A lot has been written about how to position and use your leg. You know how to use each part of your leg and how to get your horse moving off it but do you know when to use it? Knowing the perfect time to put your leg on can make a huge difference when you start to ride more difficult movements.
In standard paces (medium walk or working trot and canter) you shouldn’t need to use your legs just to keep your horse moving. For more on this read ‘Be a Lazy Rider’ (December 2010). Your legs are there to control the hindquarters and to generate extra energy. An extra push with your leg will increase the effort your horse puts into a pace but do it at the right time and he’ll make three times the effort.
Walk large around the school.
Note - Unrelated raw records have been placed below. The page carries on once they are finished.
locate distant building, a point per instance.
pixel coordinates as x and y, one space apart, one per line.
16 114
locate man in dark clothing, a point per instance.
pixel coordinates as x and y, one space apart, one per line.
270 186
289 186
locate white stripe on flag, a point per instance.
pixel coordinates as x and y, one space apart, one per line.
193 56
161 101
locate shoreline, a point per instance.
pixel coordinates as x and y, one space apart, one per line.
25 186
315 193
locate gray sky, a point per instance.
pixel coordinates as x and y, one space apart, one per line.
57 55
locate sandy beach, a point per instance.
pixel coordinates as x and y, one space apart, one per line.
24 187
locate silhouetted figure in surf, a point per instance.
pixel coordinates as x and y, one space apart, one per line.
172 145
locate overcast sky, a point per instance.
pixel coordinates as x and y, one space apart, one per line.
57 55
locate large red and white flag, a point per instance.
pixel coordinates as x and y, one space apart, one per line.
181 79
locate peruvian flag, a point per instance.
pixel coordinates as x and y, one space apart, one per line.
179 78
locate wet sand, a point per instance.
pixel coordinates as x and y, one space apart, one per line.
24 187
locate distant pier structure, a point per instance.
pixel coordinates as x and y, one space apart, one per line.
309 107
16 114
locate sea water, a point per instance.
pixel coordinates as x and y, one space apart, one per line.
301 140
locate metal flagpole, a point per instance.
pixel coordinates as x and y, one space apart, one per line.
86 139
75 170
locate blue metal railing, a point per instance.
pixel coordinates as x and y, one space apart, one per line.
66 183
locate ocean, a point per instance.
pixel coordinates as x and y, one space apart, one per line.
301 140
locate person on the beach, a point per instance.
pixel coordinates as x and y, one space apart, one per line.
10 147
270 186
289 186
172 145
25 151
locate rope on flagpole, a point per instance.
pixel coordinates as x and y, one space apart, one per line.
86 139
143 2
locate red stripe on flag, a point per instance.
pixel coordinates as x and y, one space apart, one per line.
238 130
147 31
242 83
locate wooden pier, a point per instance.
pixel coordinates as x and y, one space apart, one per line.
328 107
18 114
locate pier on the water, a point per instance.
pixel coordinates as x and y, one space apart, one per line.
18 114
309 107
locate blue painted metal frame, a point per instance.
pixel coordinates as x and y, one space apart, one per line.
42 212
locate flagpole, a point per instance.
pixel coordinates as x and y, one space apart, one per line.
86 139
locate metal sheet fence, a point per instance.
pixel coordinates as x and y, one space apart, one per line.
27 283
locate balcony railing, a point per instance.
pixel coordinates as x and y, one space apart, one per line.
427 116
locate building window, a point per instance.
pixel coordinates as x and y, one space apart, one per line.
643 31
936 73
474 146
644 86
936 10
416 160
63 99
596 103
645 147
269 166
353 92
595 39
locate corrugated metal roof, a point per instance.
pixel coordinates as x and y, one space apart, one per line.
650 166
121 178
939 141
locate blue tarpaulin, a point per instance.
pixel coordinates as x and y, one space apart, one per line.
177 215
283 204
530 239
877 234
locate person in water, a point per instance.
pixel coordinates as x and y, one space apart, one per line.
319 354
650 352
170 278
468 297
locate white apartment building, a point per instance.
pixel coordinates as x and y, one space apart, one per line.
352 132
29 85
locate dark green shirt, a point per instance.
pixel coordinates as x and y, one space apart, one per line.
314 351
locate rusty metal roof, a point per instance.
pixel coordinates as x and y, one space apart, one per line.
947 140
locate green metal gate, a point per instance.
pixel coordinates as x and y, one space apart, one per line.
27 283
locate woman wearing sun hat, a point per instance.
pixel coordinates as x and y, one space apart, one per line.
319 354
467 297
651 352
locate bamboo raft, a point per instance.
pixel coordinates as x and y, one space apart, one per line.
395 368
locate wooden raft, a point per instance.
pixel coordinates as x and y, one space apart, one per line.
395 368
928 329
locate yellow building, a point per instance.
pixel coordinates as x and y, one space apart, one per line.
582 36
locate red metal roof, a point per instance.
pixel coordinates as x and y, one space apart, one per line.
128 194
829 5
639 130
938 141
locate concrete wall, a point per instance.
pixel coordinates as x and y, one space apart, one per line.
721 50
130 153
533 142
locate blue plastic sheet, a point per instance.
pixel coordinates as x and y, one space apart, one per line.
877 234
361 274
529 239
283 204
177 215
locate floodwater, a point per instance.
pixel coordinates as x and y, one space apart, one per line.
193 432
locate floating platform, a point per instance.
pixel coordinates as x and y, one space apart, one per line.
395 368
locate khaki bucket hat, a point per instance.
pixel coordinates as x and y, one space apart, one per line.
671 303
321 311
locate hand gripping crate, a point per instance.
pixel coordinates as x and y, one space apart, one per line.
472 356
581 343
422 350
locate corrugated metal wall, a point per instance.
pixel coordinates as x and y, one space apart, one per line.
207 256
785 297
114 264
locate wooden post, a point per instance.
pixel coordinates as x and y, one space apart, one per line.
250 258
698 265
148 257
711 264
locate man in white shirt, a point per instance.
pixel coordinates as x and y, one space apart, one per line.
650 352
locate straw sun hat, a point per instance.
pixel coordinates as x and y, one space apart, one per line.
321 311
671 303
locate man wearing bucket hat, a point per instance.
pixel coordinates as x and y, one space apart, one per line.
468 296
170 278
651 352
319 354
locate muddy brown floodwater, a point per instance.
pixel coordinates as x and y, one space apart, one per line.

Ride without stirrups if you feel happy to or lengthen them so you can wrap your legs around your horse’s barrel. Make sure he’s walking forward. Keep your body as relaxed as possible. You should be able to feel his barrel swinging from one side to the other.
When a horse walks he brings his hind legs under his body. To make room for each leg he has to swing his barrel away to the side. When his right hind leg comes forward his barrel swings away to the left. When the left leg comes forward his barrel swings away to the right.
As your horse swings his barrel away from your right leg his right hind leg is coming under his body. This is the time to use your right leg. Use your left leg as his barrel swings to the right. Think of using each leg to push his barrel from side to side. Pushing as he lifts his hind leg up and forward will encourage him to stretch further under his body and his steps will become more energetic.
This is so much more accurate than just pushing. Now you can alter the effort he makes with each hind leg. The harder you push his barrel to one side the further he’ll stretch with the leg that’s leaving the floor.
Trot and canter are harder to feel. In the long term you’ll learn to feel the exact moment each hind leg leaves the floor. As with the walk the stronger you push the further he’ll stretch. Initially try something a little easier.
In trot and canter you need to be sitting. Both paces have an up stride and a down stride. Keep your seat relaxed and be patient. If your horse is going forward you’ll find it easier to feel. The time to use your legs is on the down stride. At this moment his inside hind leg is about to leave the floor. Catch it at the right time and you can encourage your horse to lift it higher and push it further under his body.
Think of using your legs to lift your horse up off the floor. The harder you push the higher his back comes up for the up stride and the more powerful his steps become.
Using your leg at the right time will have an instant effect. You may find it easier to concentrate on walk out hacking. Stay relaxed. Tension in your body will stop you from feeling anything. Be patient. It’s similar to learning about trot diagonals. Once you get it you’ll wonder why you ever had a problem. Good luck.